16 April 2013, 18:03

China attacks the international supremacy of the US dollar

Юань иена Юань японская иена 2011 декабрь коллаж

Internationalization of the yuan is an official goal of the Chinese authorities. So far, China attempted to reduce the dollar’s role in bilateral trading in the Asian region and South America, but its latest steps show that Europe is the next target.

For the first time ever, Chinese monetary authorities have signed a bilateral swap agreement with France. The most surprising aspect of the signed agreement is that the initiative of the swap came from the French central bank. Most observers were surprised by the fact that a European central bank is willing to help China in its quest to internationalize the yuan at the expense of the US dollar.

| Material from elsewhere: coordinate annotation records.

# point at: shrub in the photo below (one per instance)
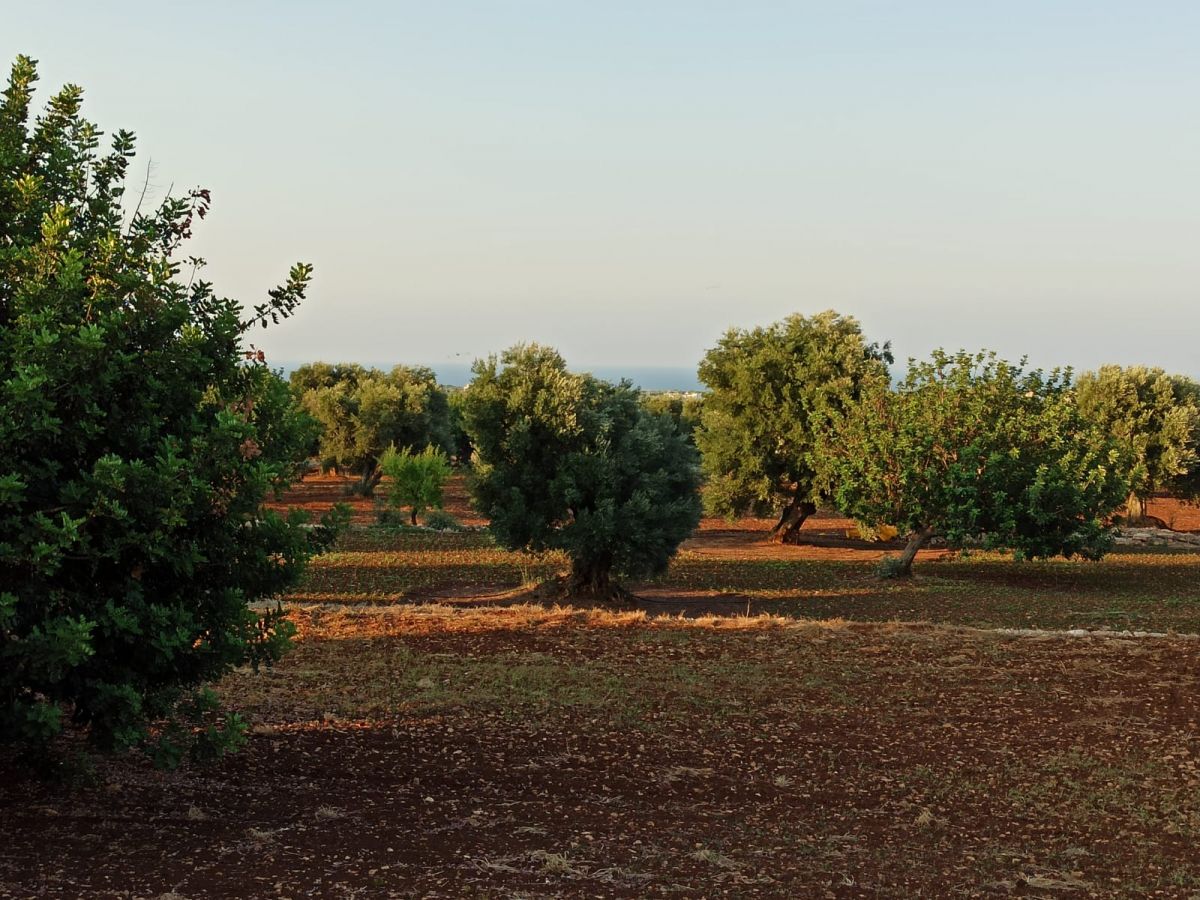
(415, 479)
(139, 443)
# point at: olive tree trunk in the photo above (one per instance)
(592, 579)
(917, 540)
(791, 520)
(1135, 509)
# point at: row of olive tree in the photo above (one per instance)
(364, 412)
(967, 448)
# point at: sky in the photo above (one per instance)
(628, 180)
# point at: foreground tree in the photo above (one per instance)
(138, 448)
(568, 462)
(973, 449)
(772, 393)
(1156, 418)
(363, 412)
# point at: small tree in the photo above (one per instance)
(141, 436)
(971, 448)
(573, 463)
(772, 393)
(684, 409)
(417, 479)
(1156, 418)
(363, 412)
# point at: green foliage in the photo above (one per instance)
(684, 408)
(415, 479)
(141, 437)
(972, 448)
(569, 462)
(1156, 418)
(460, 441)
(363, 412)
(442, 521)
(772, 393)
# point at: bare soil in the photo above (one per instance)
(442, 731)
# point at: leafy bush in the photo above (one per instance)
(415, 479)
(569, 462)
(139, 444)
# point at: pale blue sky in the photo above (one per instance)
(625, 180)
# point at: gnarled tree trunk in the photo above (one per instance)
(790, 521)
(917, 540)
(1135, 510)
(592, 579)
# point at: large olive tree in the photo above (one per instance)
(771, 394)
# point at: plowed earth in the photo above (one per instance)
(437, 735)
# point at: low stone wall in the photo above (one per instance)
(1156, 538)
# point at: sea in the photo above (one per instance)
(648, 378)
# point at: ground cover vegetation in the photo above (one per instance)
(138, 445)
(759, 718)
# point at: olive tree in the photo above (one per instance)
(141, 437)
(363, 412)
(569, 462)
(971, 448)
(1156, 418)
(417, 480)
(771, 393)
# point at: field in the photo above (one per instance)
(766, 721)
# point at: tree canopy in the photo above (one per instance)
(569, 462)
(363, 412)
(972, 448)
(1156, 418)
(772, 393)
(139, 443)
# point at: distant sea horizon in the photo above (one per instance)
(457, 375)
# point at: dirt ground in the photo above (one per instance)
(435, 735)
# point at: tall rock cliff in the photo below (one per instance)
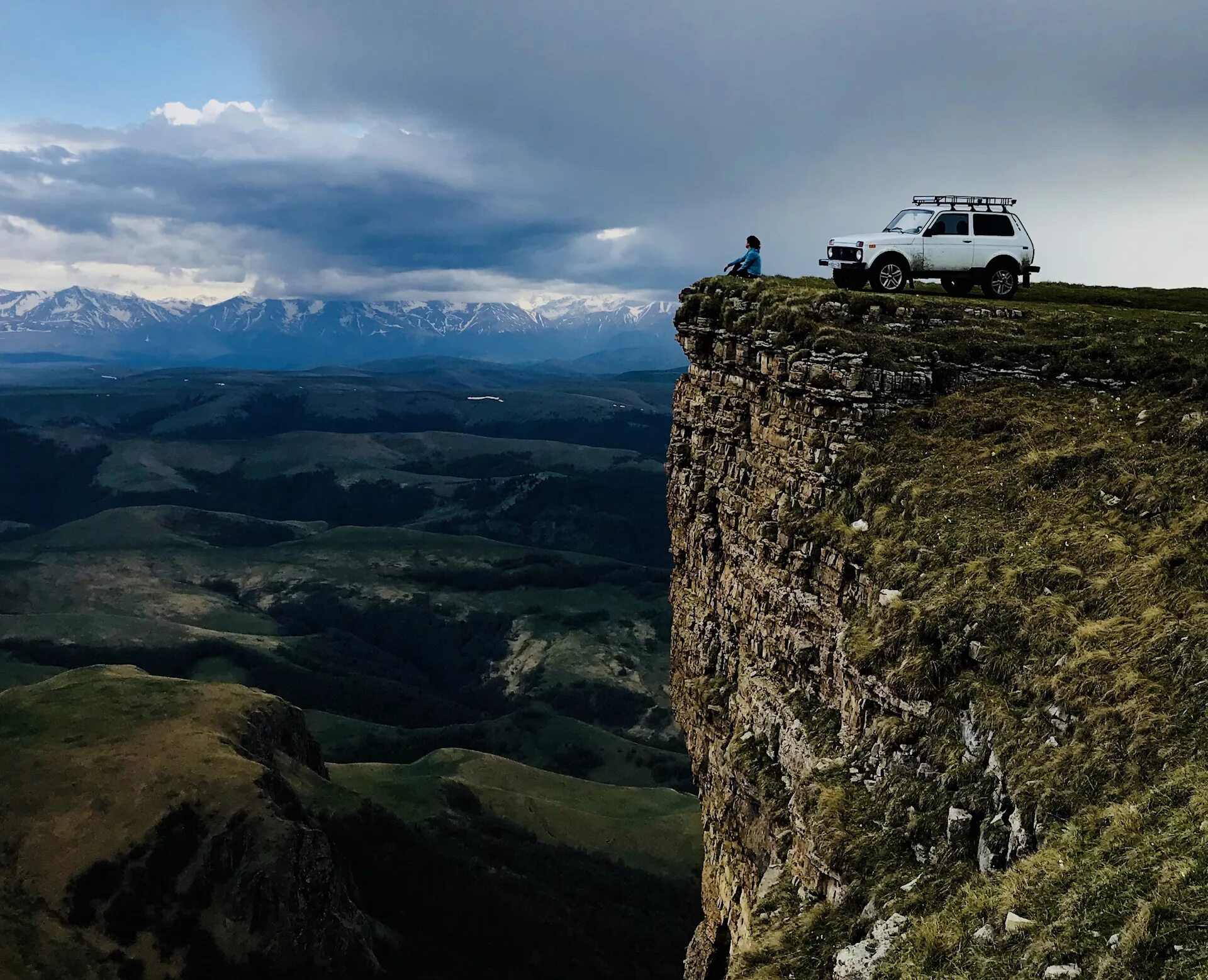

China Daily reports that "The Bank of France has been working on ways to develop a RMB liquidity safety net in the euro area with due consideration of a supporting currency swap agreement with the People's Bank of China". It seems that the final agreement is the result of a political bargain made by the French Foreign Minister Laurent Fabius who paid a two-day visit to Beijing last week. So far, the attempts to promote the yuan's internationalization in Europe have been limited to a three-year swap agreement signed by the Bank of England and People’s Bank of China. The importance of such swap agreements should not be underestimated. Normally, the US dollar (or a price referenced to the US dollar) is used for bilateral trade agreements between China and other countries, even if both counterparties don’t use the dollar as a domestic currency. This situation creates a disproportionate advantage for the American economy and the US government which can control the issuance of the world’s “base currency” and “export inflation” in order to finance its spending. China tries to dismantle the current international monetary system based on the US dollar and tries to establish bilateral swap lines with its main trading partners. The swap agreements allow the central banks of the two countries to borrow each other’s currency and provide sufficient liquidity for the companies wishing to buy the Chinese or European currency without first buying the US dollars. Under normal circumstances such a trade is either impossible or very expensive, forcing the European importers to use the American currency, but the establishment of the swap lines aims to remove the hurdles for direct currency exchange.

The US opposes the internationalization of the yuan, but it has no means of stopping the process. It is only a matter of time until the dollar’s supremacy will come to an end.